Kardec distinguiu, em suas pesquisas, três graus do
processo obsessivo: obsessão
simples, subjugação e fascinação.
No primeiro grau a infestação espiritual atinge a mente
causando perturbações mentais;
no segundo grau amplia-se aos centros
da afetividade e da vontade, afetando os sentimentos e o
sistema psico-motor, levando o obsedado a atitudes e gestos
estranhos e tiques nervosos;
no terceiro grau afeta a própria consciência da vítima,
desencadeando processos alucinatórios.
As
causas da obsessão decorrem de vários fatores, dos quais os
mais freqüentes são: problemas reencarnatórios, tendências viciosas, egoísmo
excessivo, ambições desmedidas, aversão a certas pessoas, ódio,
sentimentos de vingança, futilidade, vaidade exagerada, apego
ao dinheiro e assim por diante.
Essas disposições da criatura atraem espíritos afins
que a envolvem e são aceitos por ela como companheiros invisíveis.
Os espíritos obsessores não são os únicos culpados da
obsessão. Geralmente
o maior culpado é a vítima.
Na
Antiguidade a obsessão era tratada com violência.
As práticas do exorcismo, até hoje vigentes no Judaísmo
e no Catolicismo, destinam-se a afastar o demônio de maneira
agressiva e violenta.
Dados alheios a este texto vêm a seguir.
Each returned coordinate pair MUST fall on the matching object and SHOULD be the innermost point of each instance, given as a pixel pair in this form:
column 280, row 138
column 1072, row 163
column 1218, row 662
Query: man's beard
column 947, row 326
No
Espiritismo o método empregado é o da persuasão progressiva
do obsessor e do obsedado.
É o que se chama de doutrinação, ou seja,
esclarecimento de ambos à luz da Doutrina Espírita.
Não se usa nenhum ingrediente material e nenhum objeto
especial. Emprega-se
apenas a prece e a conversação persuasiva.
Esclarecido o obsedado, atinge-se o obsessor, que ficam,
por assim dizer, vacinados contra novas ocorrências obsessivas.